A. PRINCIPALES TEORIAS SOBRE LA RELACION CAUSAL

436. Reconoce la doctrina que sobre esta cuestión existen dos grandes tendencias o sistemas que se expresan en la llamada teoría de la equivalencia de las condiciones y en la teoría de la causalidad adecuada.

1. TEORIA DE LA EQUIVALENCIA DE LAS CONDICIONES

Se conoce también como la teoría de la condición sine qua non. Originalmente inspirada por Stuart Mill, fue formulada por el alemán Von Buri en la segunda mitad del siglo XIX. Su planteamiento podría reducirse a una simple fórmula “si el demandado (en este caso el deudor) no hubiere obrado (incumplido la obligación), ¿se habría producido el daño?”. Si el daño no se hubiere producido sin el incumplimiento, este hecho es la causa del daño y el deudor debe repararlo. De lo dicho se sigue que todos los hechos que han concurrido a la producción del daño son causa del mismo y, desde el punto de vista de la responsabilidad, son equivalentes y no puede hacerse distinción alguna entre todos ellos, no pudiendo considerarse unos y desestimarse otros. Por consiguiente, para Von Buri todo hecho o acontecimiento sin el cual no se habría producido el daño es la causa jurídica del mismo.

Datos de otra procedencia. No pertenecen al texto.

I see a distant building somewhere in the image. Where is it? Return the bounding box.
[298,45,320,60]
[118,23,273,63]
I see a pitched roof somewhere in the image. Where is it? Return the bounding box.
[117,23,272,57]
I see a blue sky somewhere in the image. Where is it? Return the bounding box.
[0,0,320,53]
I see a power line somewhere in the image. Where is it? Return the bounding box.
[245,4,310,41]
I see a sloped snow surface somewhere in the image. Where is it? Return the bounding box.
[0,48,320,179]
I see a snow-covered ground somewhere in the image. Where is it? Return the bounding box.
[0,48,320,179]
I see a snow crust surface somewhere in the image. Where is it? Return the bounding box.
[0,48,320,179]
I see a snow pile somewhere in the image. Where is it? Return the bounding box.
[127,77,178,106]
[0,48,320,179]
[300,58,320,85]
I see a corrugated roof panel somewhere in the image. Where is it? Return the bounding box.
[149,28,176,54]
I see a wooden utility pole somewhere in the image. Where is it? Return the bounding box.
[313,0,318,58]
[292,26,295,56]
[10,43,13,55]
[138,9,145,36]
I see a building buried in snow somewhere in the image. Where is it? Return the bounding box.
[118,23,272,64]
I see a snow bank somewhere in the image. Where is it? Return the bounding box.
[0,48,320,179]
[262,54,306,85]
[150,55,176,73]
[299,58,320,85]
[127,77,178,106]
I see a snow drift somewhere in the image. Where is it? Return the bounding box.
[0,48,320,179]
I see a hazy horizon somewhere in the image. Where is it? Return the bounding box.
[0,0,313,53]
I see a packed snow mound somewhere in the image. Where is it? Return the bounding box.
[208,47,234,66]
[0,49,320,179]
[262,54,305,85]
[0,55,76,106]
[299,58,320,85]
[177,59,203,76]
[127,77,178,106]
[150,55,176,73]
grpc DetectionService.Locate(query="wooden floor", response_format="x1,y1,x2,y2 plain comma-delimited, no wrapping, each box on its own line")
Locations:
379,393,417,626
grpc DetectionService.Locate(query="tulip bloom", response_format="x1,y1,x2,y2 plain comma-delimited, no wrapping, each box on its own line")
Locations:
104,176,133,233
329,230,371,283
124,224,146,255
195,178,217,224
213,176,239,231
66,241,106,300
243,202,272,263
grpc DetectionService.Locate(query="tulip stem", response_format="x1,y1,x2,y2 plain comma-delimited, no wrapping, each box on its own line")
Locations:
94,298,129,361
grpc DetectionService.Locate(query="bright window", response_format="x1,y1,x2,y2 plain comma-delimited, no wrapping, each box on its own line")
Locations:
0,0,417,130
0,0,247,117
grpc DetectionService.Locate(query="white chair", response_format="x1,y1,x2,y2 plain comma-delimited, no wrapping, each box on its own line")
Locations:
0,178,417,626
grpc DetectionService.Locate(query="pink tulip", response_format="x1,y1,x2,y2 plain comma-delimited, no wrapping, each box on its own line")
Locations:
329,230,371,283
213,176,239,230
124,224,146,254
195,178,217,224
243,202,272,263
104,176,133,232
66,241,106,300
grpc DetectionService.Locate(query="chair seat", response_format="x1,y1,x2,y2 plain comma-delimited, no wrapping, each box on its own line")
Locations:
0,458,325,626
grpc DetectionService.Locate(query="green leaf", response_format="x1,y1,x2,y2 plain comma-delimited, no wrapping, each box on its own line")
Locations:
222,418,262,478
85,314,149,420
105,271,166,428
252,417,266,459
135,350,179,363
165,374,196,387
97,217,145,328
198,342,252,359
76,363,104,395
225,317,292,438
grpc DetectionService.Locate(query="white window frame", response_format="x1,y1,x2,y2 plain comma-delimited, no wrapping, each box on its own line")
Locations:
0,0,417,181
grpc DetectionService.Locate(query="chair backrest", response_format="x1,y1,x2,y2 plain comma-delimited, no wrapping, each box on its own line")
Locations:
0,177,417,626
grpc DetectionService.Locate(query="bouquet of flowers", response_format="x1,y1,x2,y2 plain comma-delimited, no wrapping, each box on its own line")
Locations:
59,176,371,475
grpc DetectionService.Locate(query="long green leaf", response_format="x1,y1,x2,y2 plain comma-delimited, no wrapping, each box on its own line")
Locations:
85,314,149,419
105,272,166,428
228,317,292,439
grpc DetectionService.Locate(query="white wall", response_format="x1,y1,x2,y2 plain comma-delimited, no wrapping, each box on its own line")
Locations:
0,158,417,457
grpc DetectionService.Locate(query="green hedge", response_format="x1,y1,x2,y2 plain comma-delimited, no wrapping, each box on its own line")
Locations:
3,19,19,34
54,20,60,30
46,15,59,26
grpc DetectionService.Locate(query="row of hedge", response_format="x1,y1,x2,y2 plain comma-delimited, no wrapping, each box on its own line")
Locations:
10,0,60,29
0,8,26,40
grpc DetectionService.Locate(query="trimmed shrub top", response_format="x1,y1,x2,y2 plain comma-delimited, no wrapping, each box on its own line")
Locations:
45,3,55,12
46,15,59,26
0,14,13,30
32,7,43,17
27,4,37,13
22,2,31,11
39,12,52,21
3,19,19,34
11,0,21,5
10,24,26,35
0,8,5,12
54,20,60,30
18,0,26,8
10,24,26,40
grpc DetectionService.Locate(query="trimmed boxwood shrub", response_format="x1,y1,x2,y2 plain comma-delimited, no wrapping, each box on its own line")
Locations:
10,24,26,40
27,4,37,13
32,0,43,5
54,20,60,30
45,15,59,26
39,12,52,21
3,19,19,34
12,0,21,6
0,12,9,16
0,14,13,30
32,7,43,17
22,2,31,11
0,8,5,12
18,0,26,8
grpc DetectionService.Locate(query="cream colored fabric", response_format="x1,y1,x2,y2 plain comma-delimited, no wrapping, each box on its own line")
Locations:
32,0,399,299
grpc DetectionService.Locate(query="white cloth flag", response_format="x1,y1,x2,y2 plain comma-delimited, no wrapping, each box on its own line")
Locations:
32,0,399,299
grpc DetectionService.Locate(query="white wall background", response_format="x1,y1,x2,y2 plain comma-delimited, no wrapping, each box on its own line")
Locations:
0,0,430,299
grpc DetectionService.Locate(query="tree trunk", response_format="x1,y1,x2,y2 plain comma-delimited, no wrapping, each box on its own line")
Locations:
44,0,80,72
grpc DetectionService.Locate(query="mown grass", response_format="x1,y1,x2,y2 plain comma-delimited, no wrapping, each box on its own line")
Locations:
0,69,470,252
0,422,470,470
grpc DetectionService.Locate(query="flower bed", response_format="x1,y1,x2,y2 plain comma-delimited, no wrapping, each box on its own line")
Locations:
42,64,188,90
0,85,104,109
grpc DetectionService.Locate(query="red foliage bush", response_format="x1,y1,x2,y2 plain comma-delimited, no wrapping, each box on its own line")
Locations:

Los efectos de esta teoría podrían resumirse en la siguiente forma: i) Todos los hechos o acciones que concurren a la producción del daño son causa de él y tienen una significación equivalente; ii) Cada causa lo es de todo el daño producido, razón por la cual el autor no puede pretender que se reduzca su responsabilidad por el hecho de que hayan concurrido otras causas (la única reducción posible sería la exposición de la víctima imprudentemente al daño); iii) Si entre las causas se presentan hechos ilícitos atribuibles a terceros, el obligado a reparar tiene acción para repetir total o parcialmente contra sus auto-res; iv) Las llamadas “predisposiciones”, esto es, las particularidades inherentes a la persona de la víctima o su estado de salud, no tienen influencia alguna en la responsabilidad del autor.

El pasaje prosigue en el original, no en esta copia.